The best thing about Great Britain’s new currency is that it’s indestructible. I know this because a friend from England drifted over to the Compound from Houston with some samples, two “Fivers.” I looked at the shiny, holographic plastic currency and she made the pitch, “Look, LSP, this note’s indestructible.” I wasn’t convinced, “Let’s see about that. At the range.”
|Pin it Up|
A few traditional range cheeseburgers later, the indestructible Fiver was pinned onto the head of a silhouette and we were ready to product test with a .38 Special snubby, a deadly assault rifle and a Ruger American .22. Would the Fiver live up to its marketing?
|Your Old Pal|
No.
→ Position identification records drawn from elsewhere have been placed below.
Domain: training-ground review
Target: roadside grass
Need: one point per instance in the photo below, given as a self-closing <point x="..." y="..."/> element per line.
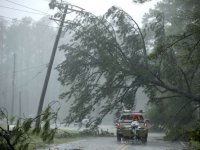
<point x="65" y="136"/>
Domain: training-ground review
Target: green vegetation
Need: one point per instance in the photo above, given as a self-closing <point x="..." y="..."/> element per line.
<point x="20" y="137"/>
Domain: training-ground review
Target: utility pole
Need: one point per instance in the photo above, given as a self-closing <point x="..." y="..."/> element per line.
<point x="50" y="66"/>
<point x="20" y="105"/>
<point x="13" y="86"/>
<point x="61" y="6"/>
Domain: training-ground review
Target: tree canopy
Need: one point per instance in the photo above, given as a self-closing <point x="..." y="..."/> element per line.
<point x="109" y="57"/>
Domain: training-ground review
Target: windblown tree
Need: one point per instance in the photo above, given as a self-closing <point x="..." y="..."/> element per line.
<point x="176" y="34"/>
<point x="107" y="60"/>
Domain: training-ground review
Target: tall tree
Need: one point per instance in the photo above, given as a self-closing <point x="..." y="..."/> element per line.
<point x="106" y="62"/>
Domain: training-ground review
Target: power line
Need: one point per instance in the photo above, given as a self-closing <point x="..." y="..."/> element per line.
<point x="33" y="78"/>
<point x="22" y="70"/>
<point x="15" y="19"/>
<point x="22" y="10"/>
<point x="27" y="7"/>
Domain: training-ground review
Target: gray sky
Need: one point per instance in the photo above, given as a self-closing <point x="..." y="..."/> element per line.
<point x="97" y="7"/>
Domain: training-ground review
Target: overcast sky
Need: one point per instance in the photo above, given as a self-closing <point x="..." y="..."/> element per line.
<point x="97" y="7"/>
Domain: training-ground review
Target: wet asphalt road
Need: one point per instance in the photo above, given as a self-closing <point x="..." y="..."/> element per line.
<point x="155" y="142"/>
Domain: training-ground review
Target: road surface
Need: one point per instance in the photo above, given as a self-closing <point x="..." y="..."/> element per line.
<point x="155" y="142"/>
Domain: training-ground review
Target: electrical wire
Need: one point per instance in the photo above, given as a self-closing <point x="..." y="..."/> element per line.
<point x="22" y="70"/>
<point x="33" y="78"/>
<point x="11" y="19"/>
<point x="26" y="7"/>
<point x="22" y="10"/>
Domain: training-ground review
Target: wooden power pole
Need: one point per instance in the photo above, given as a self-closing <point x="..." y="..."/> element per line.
<point x="61" y="7"/>
<point x="13" y="86"/>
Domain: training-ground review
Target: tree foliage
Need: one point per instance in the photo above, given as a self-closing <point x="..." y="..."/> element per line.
<point x="20" y="137"/>
<point x="107" y="59"/>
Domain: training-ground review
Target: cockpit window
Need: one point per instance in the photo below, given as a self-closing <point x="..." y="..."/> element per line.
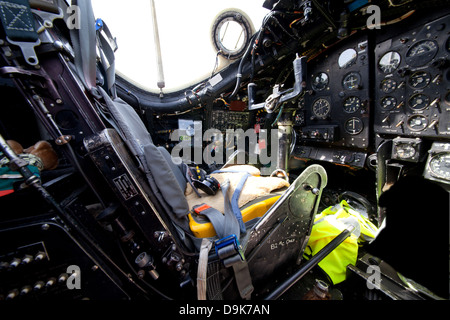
<point x="191" y="34"/>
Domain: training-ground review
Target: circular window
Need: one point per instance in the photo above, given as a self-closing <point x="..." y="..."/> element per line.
<point x="231" y="32"/>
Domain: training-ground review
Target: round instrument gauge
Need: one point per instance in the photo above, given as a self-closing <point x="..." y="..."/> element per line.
<point x="354" y="126"/>
<point x="417" y="122"/>
<point x="419" y="80"/>
<point x="352" y="81"/>
<point x="388" y="85"/>
<point x="421" y="53"/>
<point x="389" y="62"/>
<point x="405" y="151"/>
<point x="231" y="32"/>
<point x="352" y="104"/>
<point x="321" y="108"/>
<point x="347" y="58"/>
<point x="388" y="103"/>
<point x="439" y="165"/>
<point x="320" y="81"/>
<point x="419" y="101"/>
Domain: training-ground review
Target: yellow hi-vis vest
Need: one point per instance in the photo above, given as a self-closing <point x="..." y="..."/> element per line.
<point x="330" y="223"/>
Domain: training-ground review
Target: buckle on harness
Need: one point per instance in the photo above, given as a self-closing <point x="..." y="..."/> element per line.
<point x="229" y="250"/>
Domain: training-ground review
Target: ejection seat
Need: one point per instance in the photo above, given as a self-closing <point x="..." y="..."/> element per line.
<point x="277" y="239"/>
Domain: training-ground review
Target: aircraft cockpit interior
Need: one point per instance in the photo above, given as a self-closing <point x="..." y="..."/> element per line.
<point x="302" y="153"/>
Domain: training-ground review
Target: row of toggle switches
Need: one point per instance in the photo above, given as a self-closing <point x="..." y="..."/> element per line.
<point x="38" y="286"/>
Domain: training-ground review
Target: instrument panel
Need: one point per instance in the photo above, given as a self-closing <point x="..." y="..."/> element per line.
<point x="412" y="82"/>
<point x="335" y="108"/>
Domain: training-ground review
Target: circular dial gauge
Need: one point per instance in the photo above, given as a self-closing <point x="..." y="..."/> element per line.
<point x="352" y="81"/>
<point x="388" y="103"/>
<point x="421" y="53"/>
<point x="231" y="32"/>
<point x="440" y="165"/>
<point x="321" y="108"/>
<point x="320" y="81"/>
<point x="352" y="104"/>
<point x="405" y="151"/>
<point x="388" y="85"/>
<point x="417" y="122"/>
<point x="419" y="101"/>
<point x="347" y="58"/>
<point x="419" y="80"/>
<point x="389" y="62"/>
<point x="354" y="126"/>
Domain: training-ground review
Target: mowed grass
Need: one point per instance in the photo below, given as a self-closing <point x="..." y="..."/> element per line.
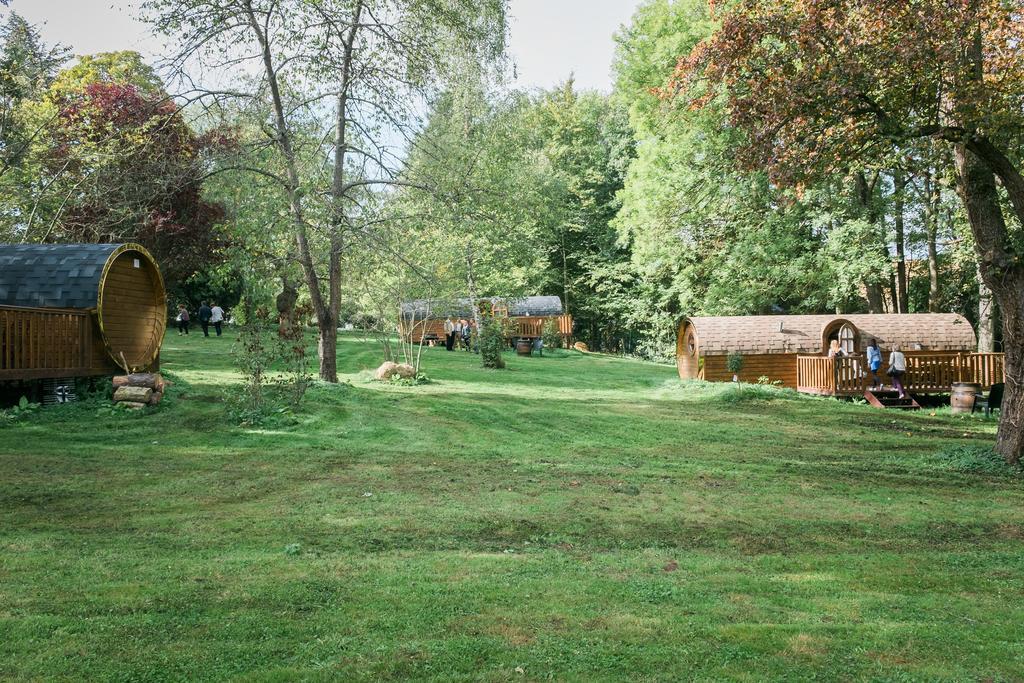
<point x="569" y="518"/>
It didn’t. In fact it failed dismally, taking rounds right through the paper right out of the gate from the .38. Not a monster round, right? But it did for the Fiver. So did the diminutive 5.56 from the banned-in-England carbine. Bang, right through the Fiver. Maybe that’s why they’re not allowed in England, who knows.
|Banned in England|
The lowly .22 did the trick too, sending tiny bullet after bullet right through the Indestructible. Fiver, you fail, but well done, JS, for winning the “knock the Fiver off the silhouette from 50 yards” competition. Good shooting.
|Hand Out of Sun, Fool|
In fairness to me, I was a bit of a bystander because of a badly burned hand. Keep it out of the blistering Fall sunlight, sort of thing. Still, I experienced it for myself; low caliber bullets go right through Great Britain’s shiny, new, so-called indestructible currency. Go right ahead, put all the holographs you like on it but sorry, it’s not going to win this FX speculation. The guns had it.
Verdict? The new Fiver isn’t indestructible. Go short.
With apologies to the great Winston Churchill and HRH EII.